Applying its precedent from cases like World-Wide Volkswagen Corp. v. Woodson, 444 U.S. 286 (1980), and Bristol-Myers Squibb Co. v. Superior Court of Cal., San Francisco Cty., 137 S. Ct. 1773 (2017), the Court held that Ford was subject to specific personal jurisdiction in Montana and Minnesota in two lawsuits brought by forum-resident plaintiffs injured in their respective forum states in car accidents, which plaintiffs alleged occurred from defects with Ford’s Crown Victoria and Explorer models. Ford argued that specific jurisdiction was improper because it had designed, manufactured, and sold the used cars at issue outside the respective forum states. As a result, Ford contended that there was no causal connection between its conduct in the forum states and the accidents and thus they should not be subject to specific personal jurisdiction in those states.

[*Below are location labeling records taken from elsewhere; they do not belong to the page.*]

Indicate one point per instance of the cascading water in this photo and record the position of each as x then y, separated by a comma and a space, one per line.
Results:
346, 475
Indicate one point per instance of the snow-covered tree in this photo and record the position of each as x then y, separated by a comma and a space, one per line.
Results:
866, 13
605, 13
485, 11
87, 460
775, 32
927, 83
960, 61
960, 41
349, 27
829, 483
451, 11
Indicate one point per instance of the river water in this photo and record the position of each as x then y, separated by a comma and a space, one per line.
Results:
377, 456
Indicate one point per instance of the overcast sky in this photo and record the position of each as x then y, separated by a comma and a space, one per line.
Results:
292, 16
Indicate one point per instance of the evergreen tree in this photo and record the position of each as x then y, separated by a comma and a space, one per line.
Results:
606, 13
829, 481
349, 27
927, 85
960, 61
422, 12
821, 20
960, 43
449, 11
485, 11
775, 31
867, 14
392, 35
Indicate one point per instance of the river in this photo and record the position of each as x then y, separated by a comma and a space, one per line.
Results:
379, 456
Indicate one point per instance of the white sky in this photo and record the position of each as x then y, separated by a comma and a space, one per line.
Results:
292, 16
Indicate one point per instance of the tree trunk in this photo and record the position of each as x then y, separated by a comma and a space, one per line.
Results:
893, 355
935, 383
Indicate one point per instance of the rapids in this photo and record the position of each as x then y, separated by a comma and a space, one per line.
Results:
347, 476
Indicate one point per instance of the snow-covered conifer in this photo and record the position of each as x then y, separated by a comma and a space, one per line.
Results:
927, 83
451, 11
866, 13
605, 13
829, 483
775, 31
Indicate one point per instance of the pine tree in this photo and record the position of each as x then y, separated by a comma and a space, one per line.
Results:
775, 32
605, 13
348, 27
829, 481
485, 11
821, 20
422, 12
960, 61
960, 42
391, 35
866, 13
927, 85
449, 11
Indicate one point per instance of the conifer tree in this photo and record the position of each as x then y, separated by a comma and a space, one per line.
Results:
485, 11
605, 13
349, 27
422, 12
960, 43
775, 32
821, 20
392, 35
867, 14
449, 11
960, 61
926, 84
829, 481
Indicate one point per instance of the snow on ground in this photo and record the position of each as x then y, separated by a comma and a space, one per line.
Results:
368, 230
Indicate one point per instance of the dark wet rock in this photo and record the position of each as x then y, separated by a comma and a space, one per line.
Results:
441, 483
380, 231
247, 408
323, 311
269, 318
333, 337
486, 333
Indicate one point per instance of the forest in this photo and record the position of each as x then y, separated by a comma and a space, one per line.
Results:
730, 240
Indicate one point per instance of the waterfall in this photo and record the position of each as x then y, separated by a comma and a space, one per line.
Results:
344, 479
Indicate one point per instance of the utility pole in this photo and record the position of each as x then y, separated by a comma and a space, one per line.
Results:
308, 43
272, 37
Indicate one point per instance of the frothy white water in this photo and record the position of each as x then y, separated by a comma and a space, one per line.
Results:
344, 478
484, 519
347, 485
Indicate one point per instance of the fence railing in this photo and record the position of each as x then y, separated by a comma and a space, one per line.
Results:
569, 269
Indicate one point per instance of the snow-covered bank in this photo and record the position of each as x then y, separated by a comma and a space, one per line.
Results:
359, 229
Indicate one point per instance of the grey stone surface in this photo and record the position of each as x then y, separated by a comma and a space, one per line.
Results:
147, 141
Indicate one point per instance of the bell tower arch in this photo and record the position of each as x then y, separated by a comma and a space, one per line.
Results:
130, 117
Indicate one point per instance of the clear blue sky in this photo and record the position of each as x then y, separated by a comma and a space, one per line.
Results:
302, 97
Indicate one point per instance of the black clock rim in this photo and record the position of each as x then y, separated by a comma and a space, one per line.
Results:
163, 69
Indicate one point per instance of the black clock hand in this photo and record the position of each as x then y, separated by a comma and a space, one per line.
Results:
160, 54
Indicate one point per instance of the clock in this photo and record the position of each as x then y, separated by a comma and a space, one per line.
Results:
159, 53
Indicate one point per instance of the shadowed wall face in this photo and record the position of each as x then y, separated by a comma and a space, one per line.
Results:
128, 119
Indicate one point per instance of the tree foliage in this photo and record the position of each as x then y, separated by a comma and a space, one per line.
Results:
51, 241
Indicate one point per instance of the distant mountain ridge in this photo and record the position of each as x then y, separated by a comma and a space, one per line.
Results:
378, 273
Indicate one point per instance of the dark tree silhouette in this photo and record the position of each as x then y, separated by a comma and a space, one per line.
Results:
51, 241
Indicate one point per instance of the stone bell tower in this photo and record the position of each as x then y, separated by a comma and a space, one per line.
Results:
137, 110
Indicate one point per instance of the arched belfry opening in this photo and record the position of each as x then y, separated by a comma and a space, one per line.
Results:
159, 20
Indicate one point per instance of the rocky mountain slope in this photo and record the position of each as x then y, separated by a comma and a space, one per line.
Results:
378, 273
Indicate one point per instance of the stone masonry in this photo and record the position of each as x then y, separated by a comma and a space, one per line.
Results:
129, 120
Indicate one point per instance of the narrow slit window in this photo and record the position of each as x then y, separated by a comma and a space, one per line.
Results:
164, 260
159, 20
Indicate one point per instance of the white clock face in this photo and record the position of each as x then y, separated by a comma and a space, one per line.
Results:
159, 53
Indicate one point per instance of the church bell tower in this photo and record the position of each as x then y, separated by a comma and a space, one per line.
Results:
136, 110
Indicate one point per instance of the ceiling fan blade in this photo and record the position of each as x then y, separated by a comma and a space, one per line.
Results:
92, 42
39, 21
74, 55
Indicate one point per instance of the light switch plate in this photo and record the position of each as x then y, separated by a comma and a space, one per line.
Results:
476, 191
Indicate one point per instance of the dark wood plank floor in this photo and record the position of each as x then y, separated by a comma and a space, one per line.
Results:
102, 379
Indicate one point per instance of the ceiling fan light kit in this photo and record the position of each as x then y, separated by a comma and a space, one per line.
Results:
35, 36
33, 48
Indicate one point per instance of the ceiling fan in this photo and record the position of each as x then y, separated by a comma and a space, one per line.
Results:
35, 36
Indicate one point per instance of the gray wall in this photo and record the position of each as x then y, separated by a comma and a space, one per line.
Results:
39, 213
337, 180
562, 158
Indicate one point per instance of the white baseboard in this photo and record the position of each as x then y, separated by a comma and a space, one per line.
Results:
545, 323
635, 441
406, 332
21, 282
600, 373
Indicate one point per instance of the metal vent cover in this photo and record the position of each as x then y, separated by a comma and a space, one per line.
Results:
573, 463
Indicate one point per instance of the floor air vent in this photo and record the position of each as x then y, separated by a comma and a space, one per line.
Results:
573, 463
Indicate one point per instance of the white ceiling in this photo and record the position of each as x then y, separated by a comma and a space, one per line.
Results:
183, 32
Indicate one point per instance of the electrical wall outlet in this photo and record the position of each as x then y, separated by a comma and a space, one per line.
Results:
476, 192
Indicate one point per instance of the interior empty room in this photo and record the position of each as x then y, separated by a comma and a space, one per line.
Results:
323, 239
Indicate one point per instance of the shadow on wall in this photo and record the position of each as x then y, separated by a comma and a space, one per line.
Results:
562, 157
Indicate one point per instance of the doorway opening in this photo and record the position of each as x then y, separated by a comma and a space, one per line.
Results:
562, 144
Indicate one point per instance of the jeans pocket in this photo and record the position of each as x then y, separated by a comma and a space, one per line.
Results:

The Supreme Court (with Justice Barrett not participating) unanimously disagreed with Ford, with Justice Kagan writing the majority opinion for five justices. The Court explained that specific jurisdiction did not require “a strict causal relationship between the defendant’s in-state activity and the litigation.” 141 S. Ct. at 1026. Instead, a “strong relationship among the defendant, the forum, and the litigation” could suffice. Id. at 1028 (citation omitted). That strong relationship existed in Ford because Ford advertised, sold, and serviced the Crown Victoria and Explorer models in the forum states, the accidents occurred in the forum states, and the plaintiffs were residents of the forum states. See id.

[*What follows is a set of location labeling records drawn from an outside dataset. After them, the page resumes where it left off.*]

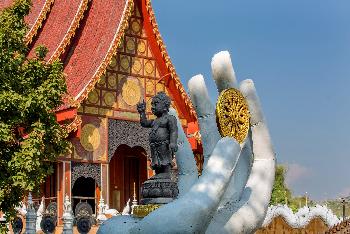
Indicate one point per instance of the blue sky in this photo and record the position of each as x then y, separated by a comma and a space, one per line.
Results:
298, 54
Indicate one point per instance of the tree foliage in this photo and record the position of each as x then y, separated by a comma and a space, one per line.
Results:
281, 194
30, 91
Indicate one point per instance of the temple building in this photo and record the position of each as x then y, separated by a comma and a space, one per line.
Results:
114, 57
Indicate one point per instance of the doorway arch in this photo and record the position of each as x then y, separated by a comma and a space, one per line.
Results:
127, 166
84, 190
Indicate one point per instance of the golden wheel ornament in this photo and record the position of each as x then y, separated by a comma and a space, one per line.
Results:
232, 114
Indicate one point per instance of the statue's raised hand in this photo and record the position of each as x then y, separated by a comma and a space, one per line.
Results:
233, 192
141, 107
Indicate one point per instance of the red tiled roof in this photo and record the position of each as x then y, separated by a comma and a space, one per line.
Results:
89, 50
85, 35
59, 26
35, 17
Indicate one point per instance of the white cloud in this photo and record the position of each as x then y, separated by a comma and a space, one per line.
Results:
345, 192
296, 172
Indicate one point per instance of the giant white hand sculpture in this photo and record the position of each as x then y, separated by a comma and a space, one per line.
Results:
233, 193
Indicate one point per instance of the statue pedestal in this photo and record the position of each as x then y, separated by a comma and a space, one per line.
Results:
159, 189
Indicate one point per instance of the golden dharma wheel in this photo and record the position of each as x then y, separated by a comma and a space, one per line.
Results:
232, 114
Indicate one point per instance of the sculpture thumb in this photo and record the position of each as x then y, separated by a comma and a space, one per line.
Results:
192, 212
186, 165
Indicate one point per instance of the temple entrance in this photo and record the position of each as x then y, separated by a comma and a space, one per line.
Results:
127, 171
84, 191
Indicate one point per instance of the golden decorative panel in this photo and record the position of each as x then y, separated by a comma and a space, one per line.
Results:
142, 47
113, 63
150, 87
121, 45
90, 137
137, 66
112, 81
159, 87
232, 114
90, 110
125, 63
131, 92
130, 45
109, 98
102, 81
149, 67
93, 97
136, 26
131, 76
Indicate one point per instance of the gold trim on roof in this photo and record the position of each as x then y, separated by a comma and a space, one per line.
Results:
73, 126
38, 22
167, 60
111, 52
71, 31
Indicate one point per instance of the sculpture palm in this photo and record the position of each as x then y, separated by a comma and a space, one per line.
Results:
233, 193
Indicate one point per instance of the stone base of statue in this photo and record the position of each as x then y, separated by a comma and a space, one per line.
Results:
159, 189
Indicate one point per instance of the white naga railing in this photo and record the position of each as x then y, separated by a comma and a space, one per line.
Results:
302, 217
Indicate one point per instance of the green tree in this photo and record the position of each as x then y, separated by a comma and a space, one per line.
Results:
30, 91
280, 192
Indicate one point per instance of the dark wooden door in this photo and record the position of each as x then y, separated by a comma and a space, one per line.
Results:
128, 166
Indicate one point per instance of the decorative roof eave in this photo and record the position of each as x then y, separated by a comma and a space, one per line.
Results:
111, 52
71, 31
38, 22
73, 126
167, 60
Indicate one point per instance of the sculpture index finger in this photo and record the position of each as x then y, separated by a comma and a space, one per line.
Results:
223, 72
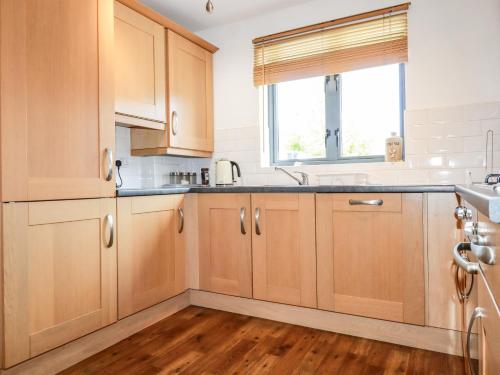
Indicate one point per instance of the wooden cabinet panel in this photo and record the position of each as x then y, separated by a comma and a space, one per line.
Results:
443, 232
190, 91
370, 258
225, 243
284, 248
489, 329
56, 107
140, 74
59, 273
151, 261
190, 98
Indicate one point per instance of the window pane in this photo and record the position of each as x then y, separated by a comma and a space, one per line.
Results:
370, 110
300, 116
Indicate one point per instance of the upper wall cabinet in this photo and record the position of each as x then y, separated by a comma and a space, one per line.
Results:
56, 102
140, 81
190, 94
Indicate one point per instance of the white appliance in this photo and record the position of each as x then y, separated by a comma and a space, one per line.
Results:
224, 172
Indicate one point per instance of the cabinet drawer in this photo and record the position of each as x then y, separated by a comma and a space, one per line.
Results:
367, 202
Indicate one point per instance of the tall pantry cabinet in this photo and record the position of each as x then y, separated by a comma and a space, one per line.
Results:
56, 150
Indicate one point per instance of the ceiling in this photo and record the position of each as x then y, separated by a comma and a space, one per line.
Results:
191, 13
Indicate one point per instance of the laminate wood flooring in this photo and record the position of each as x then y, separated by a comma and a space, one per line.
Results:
207, 342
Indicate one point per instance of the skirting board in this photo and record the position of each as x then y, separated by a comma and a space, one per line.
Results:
67, 355
429, 338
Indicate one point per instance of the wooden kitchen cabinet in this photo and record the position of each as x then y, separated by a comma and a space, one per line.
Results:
59, 273
444, 231
371, 255
190, 102
140, 72
57, 100
488, 328
225, 244
284, 248
151, 251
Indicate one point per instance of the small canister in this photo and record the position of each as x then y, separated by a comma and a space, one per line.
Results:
192, 178
205, 178
184, 178
174, 178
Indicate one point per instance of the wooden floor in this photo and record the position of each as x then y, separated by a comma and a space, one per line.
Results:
204, 341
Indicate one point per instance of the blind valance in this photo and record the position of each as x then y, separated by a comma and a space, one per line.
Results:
357, 42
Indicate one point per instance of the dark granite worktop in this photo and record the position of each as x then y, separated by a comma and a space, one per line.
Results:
288, 189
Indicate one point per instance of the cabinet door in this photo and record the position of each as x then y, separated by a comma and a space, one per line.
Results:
489, 329
140, 81
443, 232
151, 253
59, 273
190, 94
284, 248
225, 243
370, 257
56, 107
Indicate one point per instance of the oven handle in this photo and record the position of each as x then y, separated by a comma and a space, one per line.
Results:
469, 267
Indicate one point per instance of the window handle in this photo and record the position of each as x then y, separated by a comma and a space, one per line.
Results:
328, 134
337, 137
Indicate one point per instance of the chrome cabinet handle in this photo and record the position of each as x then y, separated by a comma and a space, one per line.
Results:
109, 164
477, 313
257, 221
469, 267
369, 202
108, 219
175, 123
242, 220
486, 254
181, 220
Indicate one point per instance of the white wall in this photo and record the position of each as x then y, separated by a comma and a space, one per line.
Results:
452, 88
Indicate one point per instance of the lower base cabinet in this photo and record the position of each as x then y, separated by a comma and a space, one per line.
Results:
59, 262
151, 252
284, 248
371, 255
225, 244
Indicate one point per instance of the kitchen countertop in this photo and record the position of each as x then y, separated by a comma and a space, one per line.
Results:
288, 189
485, 198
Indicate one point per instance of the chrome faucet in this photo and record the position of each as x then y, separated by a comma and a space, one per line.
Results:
304, 180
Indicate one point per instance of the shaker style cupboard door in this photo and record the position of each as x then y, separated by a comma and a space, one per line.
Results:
59, 262
225, 243
190, 92
57, 101
489, 328
140, 71
151, 251
370, 255
444, 231
284, 248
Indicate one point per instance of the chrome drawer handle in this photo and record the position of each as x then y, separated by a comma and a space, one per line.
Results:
109, 163
257, 222
477, 313
175, 123
469, 267
369, 202
242, 220
181, 220
108, 219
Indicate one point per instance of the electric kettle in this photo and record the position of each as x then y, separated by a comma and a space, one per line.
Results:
224, 172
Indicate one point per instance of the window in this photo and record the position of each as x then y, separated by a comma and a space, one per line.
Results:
336, 119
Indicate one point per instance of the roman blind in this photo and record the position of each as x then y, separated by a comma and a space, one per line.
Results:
365, 40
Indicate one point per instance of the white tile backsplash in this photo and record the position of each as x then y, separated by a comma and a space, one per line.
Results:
442, 146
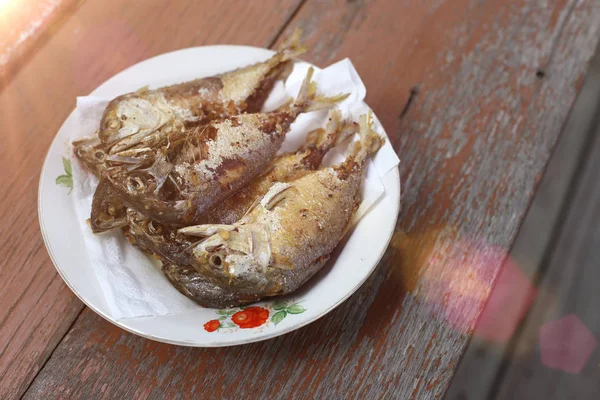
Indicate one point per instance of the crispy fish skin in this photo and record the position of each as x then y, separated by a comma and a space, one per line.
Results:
285, 167
289, 235
148, 117
145, 118
210, 163
195, 286
164, 242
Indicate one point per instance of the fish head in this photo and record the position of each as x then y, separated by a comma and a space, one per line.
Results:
108, 211
238, 254
141, 181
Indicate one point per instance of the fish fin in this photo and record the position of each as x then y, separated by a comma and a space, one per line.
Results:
323, 103
285, 71
346, 131
370, 141
307, 100
291, 47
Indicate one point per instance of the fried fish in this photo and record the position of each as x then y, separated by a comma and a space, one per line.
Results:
207, 164
289, 235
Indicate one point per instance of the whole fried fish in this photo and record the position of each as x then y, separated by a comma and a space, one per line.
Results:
289, 235
166, 244
146, 118
203, 166
283, 168
198, 288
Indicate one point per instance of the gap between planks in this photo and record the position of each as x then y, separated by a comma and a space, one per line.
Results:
40, 41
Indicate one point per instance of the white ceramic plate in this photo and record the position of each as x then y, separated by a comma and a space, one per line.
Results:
353, 262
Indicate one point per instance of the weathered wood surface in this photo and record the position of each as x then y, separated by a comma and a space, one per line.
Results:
485, 358
491, 84
570, 286
100, 39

The practical impact of the Ford decision is hard to predict at this point and will largely be shaped by the lower courts. The Court’s rejection of a causation-only test for specific jurisdiction may require lower courts to reframe their jurisdictional tests, especially where they had adopted “causation” tests as the framework for evaluating personal jurisdiction1. In Ford, the Supreme Court provided little guidance as to the contours of the “strong relationship” inquiry. Although the Court explained that the “strong relationship” test does not mean that “anything goes” and instead “incorporates real limits,” Ford did not provide much detail as to what those limits look like – apart from highlighting that there would be no personal jurisdiction where a plaintiff’s claims “lacked any connection” to the “forum State and the defendant’s activities there.” Id. at 1026, 1031. For example, the Court did not address a situation in which a car manufacturer “market[s] the models” of cars only in states other than the state where the accident occurs. Id. at 1028. And the Court emphasized that questions regarding specific jurisdiction and internet sales pose distinct “doctrinal questions of their own,” which the Court left for another day. Id. at 1028 n.4. Accordingly, lower courts will determine how much difference there is, in practice, between the “strong relationship” analysis articulated in Ford and the tests that some courts had been applying pre-Ford.
1 See, e.g., James Lee Constr., Inc. v. Gov’t Emps. Ins. Co., No. 20-00068, 2021 WL 1139876, at *2 (D. Mont. Mar. 25, 2021) (declining to apply Ninth Circuit’s “but-for” causation test after Ford).